I use Hetzner, but they have a bad rep for killing services that attract too much attention, e.g. DMCA requests

Might not be cheaper at scale and truly globally.

The loaded costs should have the numbers run.

It would be a fascination under the covers look with signal.

They probably already have that staff for GCP, Azure, AWS?

> Signal actually jumps through quite a few hoops in order to let you and your contacts are on Signal without Signal actually having access to a copy of your whole address book. It's even mentioned in TFA.

It doesn't say how it works. If Alice's phone can tell whether her contact Bob uses Signal without Alice and Bob doing any sort of a priori cryptographic exchange, why couldn't Signal itself do whatever Alice's phone is doing?

> They want the address book because if you don't have engagement promotion features like that, there is no way to ever become remotely popular in the chat app space.

Intentionally ignoring the fact that Signal splatters your phone number to everyone else is a humongous problem. And you can even put your phone number block in your address book, and it'll tell you everyone who has Signal. This happens all the time, with Signal servers leaking all of this metadata.

And doing "engagement promotion" is what companies do to sell more shit. So, exactly what are they "selling"?

>Why is the security a joke?

Metadata, pertaining to communication patters and to whom matters just as much as what's being said.

And that metadata, like "your phone number" and "contact's phone number", and "when data is being sent to/from" is that metadata.

> The data is e2e encrypted,

> and isn't related to a phone number in any way after registration.

Bullshit. I see new people hopping on signal fairly regularly. If that was true, it'd be a simple verify-once-and-delete. It aint.

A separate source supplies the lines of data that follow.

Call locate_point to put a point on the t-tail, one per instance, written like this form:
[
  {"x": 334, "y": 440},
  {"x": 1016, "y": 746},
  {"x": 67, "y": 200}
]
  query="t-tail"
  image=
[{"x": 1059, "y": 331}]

> Do you know of a better way of combining privacy and anti-abuse measures?

I reject your claim of "privacy", with regards to metadata.

Secondly, Tox has an alternate way to handle this, by allowing any number of accounts not tied to anything. Sure, it's a SHA256 id, but who cares. There, its secure AND anonymous.

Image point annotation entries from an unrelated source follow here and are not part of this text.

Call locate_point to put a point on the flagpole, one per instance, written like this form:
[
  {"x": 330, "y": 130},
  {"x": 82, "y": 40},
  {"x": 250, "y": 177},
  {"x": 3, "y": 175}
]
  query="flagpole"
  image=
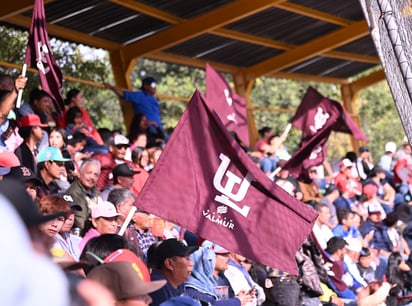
[{"x": 20, "y": 94}]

Basically, I look at Signal as "better than SMS, but not much". It's basically a way to keep the phone company from scanning messages.

It would be great if that was what was in their announcement.

Most of that cost is literally coming from sms outside the us though. The rates for us sms are much lower than almost anywhere else.

That's a neat workaround for the people that can figure that out, but doesn't change the underlying problem for the majority of users at all.

Aren't these VoIP? Almost every service blocks VoIP numbers for sign ups these days, but perhaps Signal is an exception.

Huh, I knew those existed for voice calls, didn't realize they applied to SMS too. Makes sense, though.

This will probably never happen. One of the reasons WhatsApp blew up is because using a phone number as your source of identification means there's much less friction in the signup flow. No username/password to create and your social graph is already there in your contact list.

My mom was able to get our entire extended family on Signal without my involvement, which is a testament to how easy that is.

Phone numbers are the easiest login for people, especially in a world where not everyone has an email address.

I know this will invite comments about usernames. I would like usernames a lot too.

Which might be said to increase privacy. I suppose there's something to the point about combating spam. But surely there are other ways to do this, right?

As far as I understand, this is even more expensive than SMS in many cases due to WhatsApp's B2C messaging fee structure.

It's also not a great idea to make sign-ups for an instant messaging service contingent on having an account with another, competing service.